Abstract

Abstract Oran Doyle and Rachael Walsh’s article “Constitutional Amendment and Public Will Formation: Deliberative Mini-Publics as a Tool for Consensus Democracy” is a welcome addition to the literature on Ireland’s efforts to integrate deliberative citizen-involved structures into its constitutional amendment process. We agree that the Citizens’ Assembly on abortion played a role in shaping the legal position that ultimately emerged in Irish law; we disagree, however, with the authors’ account of how that occurred. In particular, we do not believe the Irish experience supports the claim that deliberative mini-publics help to build the consensus for constitutional amendment. On the contrary, on each occasion where amendment processes incorporating a deliberative element have succeeded in Ireland, there has been clear evidence of an enduring pre-existing public consensus over the core of the amendment proposed.

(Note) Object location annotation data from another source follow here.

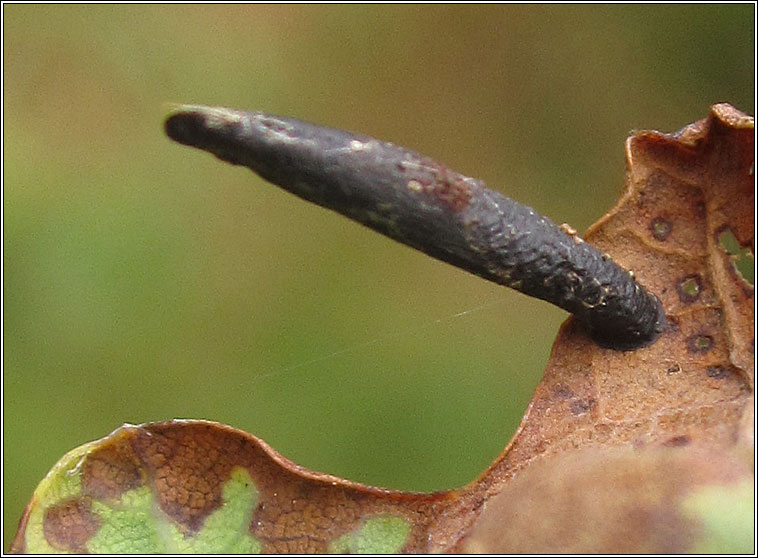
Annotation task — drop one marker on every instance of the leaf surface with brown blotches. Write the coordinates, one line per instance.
(637, 443)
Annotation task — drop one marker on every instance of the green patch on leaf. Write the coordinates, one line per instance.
(224, 531)
(378, 535)
(135, 524)
(727, 514)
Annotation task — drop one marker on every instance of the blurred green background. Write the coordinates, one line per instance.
(145, 281)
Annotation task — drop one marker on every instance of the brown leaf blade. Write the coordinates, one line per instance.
(623, 439)
(165, 487)
(694, 386)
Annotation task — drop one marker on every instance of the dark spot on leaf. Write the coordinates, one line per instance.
(677, 441)
(699, 343)
(562, 391)
(582, 406)
(70, 524)
(661, 228)
(689, 288)
(717, 372)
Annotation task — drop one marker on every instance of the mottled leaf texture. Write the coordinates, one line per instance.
(644, 451)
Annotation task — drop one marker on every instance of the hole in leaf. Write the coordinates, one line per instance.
(742, 258)
(661, 228)
(689, 288)
(700, 343)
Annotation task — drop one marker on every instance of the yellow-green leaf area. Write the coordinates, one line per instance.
(378, 535)
(134, 524)
(129, 526)
(727, 514)
(62, 482)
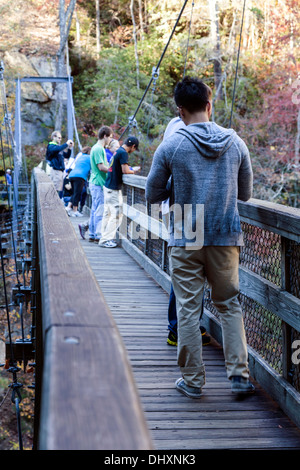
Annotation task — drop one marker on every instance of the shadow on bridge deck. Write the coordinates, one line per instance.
(218, 420)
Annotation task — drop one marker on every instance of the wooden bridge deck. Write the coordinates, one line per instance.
(218, 420)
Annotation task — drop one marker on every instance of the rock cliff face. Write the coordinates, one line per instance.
(38, 100)
(29, 41)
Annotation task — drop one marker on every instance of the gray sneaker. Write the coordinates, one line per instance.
(191, 392)
(240, 385)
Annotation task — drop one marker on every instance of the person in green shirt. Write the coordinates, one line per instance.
(99, 169)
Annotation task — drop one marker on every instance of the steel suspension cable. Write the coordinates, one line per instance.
(156, 68)
(237, 64)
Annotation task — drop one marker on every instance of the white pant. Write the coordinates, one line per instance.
(113, 213)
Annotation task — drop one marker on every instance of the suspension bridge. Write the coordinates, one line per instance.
(93, 323)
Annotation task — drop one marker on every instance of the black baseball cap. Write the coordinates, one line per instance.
(132, 140)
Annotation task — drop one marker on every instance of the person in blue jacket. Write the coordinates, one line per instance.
(78, 177)
(55, 156)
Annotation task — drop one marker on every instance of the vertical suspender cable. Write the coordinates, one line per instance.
(157, 67)
(237, 64)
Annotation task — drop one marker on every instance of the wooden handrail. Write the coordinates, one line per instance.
(89, 399)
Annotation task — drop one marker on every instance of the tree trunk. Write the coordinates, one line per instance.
(98, 44)
(135, 45)
(141, 20)
(216, 42)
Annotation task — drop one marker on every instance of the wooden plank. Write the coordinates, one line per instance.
(142, 322)
(89, 398)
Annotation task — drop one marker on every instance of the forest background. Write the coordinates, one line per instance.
(112, 46)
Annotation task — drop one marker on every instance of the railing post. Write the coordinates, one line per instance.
(286, 328)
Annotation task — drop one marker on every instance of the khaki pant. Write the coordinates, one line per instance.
(220, 266)
(113, 212)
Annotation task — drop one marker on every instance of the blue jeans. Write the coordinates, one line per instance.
(96, 211)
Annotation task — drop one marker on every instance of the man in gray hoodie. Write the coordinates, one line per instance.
(210, 170)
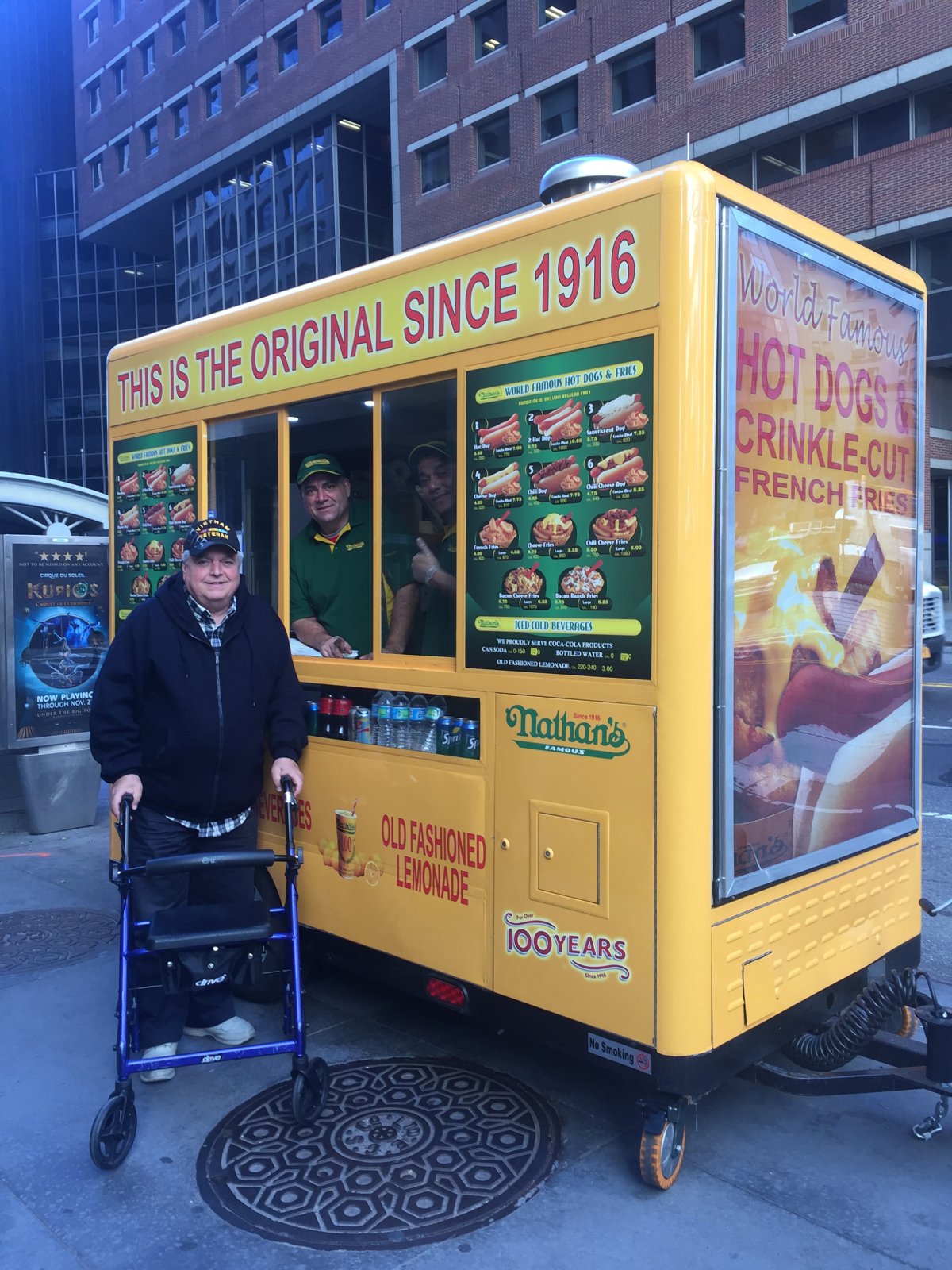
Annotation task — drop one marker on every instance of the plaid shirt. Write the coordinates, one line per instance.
(213, 634)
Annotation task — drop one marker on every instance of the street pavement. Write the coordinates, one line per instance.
(770, 1180)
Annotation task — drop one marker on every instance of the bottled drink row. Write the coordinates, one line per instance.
(393, 721)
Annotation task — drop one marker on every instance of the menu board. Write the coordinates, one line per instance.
(559, 512)
(155, 505)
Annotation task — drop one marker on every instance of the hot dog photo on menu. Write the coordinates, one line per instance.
(824, 571)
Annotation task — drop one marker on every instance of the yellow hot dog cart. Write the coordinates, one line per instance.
(687, 537)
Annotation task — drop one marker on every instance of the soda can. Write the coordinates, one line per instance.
(361, 724)
(448, 736)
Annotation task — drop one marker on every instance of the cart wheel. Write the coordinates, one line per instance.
(113, 1132)
(309, 1092)
(662, 1155)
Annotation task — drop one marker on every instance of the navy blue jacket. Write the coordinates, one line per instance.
(188, 721)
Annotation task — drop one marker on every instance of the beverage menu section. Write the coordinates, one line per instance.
(559, 512)
(155, 502)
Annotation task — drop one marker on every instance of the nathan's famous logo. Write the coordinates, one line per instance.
(594, 956)
(589, 736)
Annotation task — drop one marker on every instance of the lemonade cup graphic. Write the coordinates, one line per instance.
(347, 841)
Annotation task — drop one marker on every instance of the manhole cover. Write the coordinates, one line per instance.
(405, 1153)
(51, 937)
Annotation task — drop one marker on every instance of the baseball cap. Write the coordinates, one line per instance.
(211, 533)
(319, 464)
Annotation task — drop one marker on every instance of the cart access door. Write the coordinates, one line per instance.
(575, 860)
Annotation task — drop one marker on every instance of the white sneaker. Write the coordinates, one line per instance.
(232, 1032)
(159, 1073)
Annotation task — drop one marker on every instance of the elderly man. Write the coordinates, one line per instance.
(332, 569)
(194, 683)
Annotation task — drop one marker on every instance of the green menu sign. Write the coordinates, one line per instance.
(559, 512)
(156, 501)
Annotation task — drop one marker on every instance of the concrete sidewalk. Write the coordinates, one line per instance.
(768, 1181)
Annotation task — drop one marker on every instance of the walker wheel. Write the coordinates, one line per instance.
(309, 1092)
(113, 1132)
(662, 1153)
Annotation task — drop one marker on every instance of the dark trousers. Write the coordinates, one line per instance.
(163, 1015)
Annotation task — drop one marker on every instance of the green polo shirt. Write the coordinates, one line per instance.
(440, 625)
(334, 582)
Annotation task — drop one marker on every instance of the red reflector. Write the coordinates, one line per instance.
(450, 994)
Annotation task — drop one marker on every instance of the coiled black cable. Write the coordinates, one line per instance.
(856, 1026)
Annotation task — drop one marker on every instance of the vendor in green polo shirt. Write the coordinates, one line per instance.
(435, 474)
(332, 569)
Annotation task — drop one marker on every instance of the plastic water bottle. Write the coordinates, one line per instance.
(381, 709)
(416, 729)
(400, 721)
(436, 709)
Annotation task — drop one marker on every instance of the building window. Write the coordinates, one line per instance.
(559, 111)
(435, 165)
(493, 140)
(248, 75)
(150, 137)
(213, 98)
(179, 118)
(490, 29)
(287, 48)
(177, 32)
(634, 78)
(332, 23)
(882, 126)
(554, 12)
(805, 14)
(719, 40)
(432, 61)
(828, 145)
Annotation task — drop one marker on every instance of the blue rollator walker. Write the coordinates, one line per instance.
(206, 941)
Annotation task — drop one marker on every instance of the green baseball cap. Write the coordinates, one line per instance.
(319, 464)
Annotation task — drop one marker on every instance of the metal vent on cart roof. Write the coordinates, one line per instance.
(579, 175)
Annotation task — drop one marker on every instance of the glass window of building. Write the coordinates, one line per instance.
(559, 111)
(634, 76)
(177, 32)
(248, 75)
(719, 40)
(213, 97)
(554, 12)
(828, 145)
(432, 61)
(933, 111)
(150, 137)
(435, 165)
(287, 48)
(882, 126)
(778, 162)
(332, 22)
(493, 140)
(490, 29)
(805, 14)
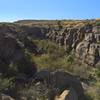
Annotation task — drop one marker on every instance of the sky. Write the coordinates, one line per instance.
(12, 10)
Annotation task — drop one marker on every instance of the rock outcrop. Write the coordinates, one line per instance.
(83, 39)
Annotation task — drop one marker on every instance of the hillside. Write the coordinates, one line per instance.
(37, 51)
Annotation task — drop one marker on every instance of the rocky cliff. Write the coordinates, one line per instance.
(81, 38)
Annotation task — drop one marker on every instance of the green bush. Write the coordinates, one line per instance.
(5, 84)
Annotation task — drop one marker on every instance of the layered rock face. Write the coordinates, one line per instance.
(84, 41)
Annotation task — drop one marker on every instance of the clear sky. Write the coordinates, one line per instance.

We suggest that the potential value of deliberative mini-publics might more accurately be seen as one of consensus-clarifying rather than consensus-building. While a mini-public may be unlikely to create a novel constitutional consensus, it can have a significant—potentially causal—role in converting a general and disparate desire for change into a specific form. That, in our view, is what occurred with the repeal and replacement of Ireland’s constitutional position on abortion. We argue that a careful analysis of the process provides tangible evidence that the Assembly affected the outcome in clear and specific ways: its significant impact was not in creating a constitutional consensus that had previously been absent, but rather, we argue, in putting on the agenda, and coalescing support around, a specific form of legal change.